Sharding is a type of database partitioning that separates very large databases the into smaller, faster, more easily managed parts called data shards. The word shard means a small part of a whole.
Here's how Jason Tee explains sharding on The Server Side: "In the simplest sense, sharding your database involves breaking up your big database into many, much smaller databases that share nothing and can be spread across multiple servers."
Technically, sharding is a synonym for horizontal partitioning. In practice, the term is often used to refer to any database partitioning that is meant to make a very large database more manageable.
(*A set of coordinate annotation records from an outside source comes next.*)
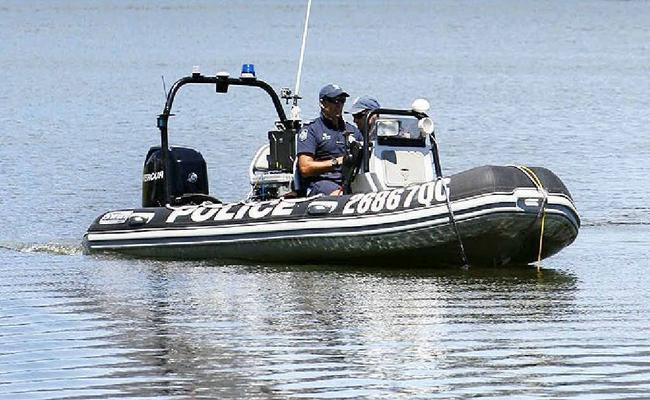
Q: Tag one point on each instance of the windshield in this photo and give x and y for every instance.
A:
(405, 128)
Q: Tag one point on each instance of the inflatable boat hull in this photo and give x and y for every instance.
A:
(498, 211)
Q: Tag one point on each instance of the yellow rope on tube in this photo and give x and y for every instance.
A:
(536, 181)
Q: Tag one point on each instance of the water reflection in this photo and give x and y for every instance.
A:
(254, 331)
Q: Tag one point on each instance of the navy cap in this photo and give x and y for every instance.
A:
(332, 91)
(363, 103)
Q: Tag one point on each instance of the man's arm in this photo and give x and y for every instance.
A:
(310, 167)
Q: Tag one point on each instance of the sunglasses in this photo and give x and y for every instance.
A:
(336, 100)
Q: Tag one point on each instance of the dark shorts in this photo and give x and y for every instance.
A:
(322, 187)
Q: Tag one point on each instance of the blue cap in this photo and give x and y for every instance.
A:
(363, 103)
(332, 91)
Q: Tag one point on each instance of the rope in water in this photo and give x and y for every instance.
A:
(538, 184)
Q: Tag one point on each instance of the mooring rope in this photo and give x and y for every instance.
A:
(542, 211)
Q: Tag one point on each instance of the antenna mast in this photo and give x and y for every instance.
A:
(295, 110)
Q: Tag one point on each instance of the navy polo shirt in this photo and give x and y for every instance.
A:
(324, 142)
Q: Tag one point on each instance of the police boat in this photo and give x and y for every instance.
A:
(397, 209)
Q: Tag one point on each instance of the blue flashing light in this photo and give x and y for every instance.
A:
(248, 71)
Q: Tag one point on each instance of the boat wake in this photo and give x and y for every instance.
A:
(68, 249)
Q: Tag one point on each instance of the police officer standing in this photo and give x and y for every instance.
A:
(321, 144)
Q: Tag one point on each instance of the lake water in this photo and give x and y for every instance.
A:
(557, 84)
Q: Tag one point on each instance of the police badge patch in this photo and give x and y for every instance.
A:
(302, 136)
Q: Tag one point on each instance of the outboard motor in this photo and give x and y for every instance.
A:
(188, 175)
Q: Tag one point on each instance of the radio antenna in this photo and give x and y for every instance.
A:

The governing concept behind sharding is based on the idea that as the size of a database and the number of transactions per unit of time made on the database increase linearly, the response time for querying the database increases exponentially.
Additionally, the costs of creating and maintaining a very large database in one place can increase exponentially because the database will require high-end computers. In contrast, data shards can be distributed across a number of much less expensive commodity servers. Data shards have comparatively little restriction as far as hardware and software requirements are concerned.
In some cases, database sharding can be done fairly simply. One common example is splitting a customer database geographically. Customers located on the East Coast can be placed on one server, while customers on the West Coast can be placed on a second server. Assuming there are no customers with multiple locations, the split is easy to maintain and build rules around.
Data sharding can be a more complex process in some scenarios, however. Sharding a database that holds less structured data, for example, can be very complicated, and the resulting shards may be difficult to maintain.